How the Tudors invented breakfast

In the Middle Ages, the nation that was to give the world the full English widely skipped breakfast. Yet, by 1600, a culinary non-entity had become a key part of our daily routine. Why the change? Ian Mortimer investigates

This 14th-century miniature shows men enjoying a glass of red wine. Alcohol features prominently in medieval and Tudor accounts of breakfast. (DeAgostini/Getty Images)

This article was first published in the April 2013 issue of BBC History Magazine

Few of us in the 21st century would dream of embarking upon our days on an empty stomach, but in historical terms, breakfast is hardly noticeable. Whole books have been written about feasts and banquets, dinners and suppers. Even teatime has its place on the shelves of our social history. But breakfast? Cornflakes, muesli, bacon and eggs, continental or full English – they are almost all ignored. And they are all features of the modern breakfast, which is far more often studied than breakfasts before 1600.

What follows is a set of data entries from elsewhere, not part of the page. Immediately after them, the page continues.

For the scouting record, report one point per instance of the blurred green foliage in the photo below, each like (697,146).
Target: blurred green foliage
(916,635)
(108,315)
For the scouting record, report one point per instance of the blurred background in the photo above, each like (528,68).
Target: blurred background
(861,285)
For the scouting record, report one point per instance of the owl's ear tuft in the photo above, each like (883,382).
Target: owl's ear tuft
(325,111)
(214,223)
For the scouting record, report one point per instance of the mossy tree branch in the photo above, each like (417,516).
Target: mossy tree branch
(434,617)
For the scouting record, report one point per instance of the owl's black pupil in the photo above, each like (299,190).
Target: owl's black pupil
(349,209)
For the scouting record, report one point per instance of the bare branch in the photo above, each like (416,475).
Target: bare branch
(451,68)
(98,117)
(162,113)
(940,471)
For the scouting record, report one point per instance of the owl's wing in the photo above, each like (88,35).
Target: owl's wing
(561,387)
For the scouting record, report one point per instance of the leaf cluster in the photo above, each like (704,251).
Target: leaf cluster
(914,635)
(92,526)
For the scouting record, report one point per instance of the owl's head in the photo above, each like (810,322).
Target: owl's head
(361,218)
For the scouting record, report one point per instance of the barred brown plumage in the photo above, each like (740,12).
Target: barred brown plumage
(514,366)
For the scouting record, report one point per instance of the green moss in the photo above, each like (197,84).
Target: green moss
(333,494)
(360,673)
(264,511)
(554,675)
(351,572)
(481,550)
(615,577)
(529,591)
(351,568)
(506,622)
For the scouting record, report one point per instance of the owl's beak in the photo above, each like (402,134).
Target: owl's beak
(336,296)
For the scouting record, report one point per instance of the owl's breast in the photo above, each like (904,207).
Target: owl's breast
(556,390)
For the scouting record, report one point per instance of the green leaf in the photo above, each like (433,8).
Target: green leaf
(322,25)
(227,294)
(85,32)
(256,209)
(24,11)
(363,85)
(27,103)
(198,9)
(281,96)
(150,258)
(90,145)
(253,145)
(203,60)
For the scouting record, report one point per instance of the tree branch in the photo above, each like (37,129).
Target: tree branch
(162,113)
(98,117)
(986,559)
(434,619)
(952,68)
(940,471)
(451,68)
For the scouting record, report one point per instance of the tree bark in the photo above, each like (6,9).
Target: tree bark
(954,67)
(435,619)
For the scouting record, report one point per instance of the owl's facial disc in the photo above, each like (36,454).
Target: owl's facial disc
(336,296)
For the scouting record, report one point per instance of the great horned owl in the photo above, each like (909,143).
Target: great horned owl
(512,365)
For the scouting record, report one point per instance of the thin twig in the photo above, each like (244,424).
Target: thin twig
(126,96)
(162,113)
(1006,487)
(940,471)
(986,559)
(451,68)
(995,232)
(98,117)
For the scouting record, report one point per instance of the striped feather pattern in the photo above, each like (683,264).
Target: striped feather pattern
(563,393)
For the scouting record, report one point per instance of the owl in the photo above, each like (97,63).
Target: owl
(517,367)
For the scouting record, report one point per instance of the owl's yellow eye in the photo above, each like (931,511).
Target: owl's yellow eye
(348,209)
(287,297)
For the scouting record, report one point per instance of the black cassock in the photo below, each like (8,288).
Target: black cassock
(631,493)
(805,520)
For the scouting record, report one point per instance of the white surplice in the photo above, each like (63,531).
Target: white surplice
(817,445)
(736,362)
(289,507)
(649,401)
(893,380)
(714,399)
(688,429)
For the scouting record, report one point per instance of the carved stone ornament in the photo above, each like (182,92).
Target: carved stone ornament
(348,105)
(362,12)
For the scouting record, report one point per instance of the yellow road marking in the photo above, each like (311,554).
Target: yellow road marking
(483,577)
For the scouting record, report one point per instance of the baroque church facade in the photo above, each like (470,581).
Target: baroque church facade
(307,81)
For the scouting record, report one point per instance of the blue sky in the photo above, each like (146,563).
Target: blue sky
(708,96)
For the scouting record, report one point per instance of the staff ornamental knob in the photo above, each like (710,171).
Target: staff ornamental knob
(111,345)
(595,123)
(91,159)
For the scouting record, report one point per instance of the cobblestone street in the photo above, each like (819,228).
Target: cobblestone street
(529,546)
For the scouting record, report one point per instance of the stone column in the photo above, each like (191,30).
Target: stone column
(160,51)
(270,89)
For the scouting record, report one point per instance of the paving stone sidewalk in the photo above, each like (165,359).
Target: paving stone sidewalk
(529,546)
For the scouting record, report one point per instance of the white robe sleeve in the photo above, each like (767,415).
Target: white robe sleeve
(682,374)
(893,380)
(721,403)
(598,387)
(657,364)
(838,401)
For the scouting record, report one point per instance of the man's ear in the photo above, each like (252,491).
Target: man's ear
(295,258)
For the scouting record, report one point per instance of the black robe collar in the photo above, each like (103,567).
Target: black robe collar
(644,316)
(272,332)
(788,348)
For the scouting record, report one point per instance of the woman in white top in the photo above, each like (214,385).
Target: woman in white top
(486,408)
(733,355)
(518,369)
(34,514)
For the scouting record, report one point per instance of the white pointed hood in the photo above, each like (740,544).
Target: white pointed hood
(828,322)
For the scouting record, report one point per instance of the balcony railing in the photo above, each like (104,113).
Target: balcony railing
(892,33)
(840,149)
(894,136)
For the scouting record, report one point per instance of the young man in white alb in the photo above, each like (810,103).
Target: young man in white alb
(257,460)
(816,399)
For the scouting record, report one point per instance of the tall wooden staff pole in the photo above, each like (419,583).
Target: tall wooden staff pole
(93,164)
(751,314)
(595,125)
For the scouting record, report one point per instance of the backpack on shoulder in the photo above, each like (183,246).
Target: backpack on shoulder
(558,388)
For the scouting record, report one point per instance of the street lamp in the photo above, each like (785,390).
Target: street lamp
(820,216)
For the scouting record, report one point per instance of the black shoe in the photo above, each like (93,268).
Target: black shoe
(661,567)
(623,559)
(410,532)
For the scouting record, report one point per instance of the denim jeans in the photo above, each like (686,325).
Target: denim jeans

The reason is not hard to find. Feasts and banquets have their ritual, their theatre and their sources. We can read about the tens of thousands of animals killed for a two-day visit by Queen Elizabeth because accounts had to be compiled to manage the provision of so much meat. Likewise in the medieval royal household, the feasts were occasionally described by chroniclers who witnessed the king eating in the company of his courtiers.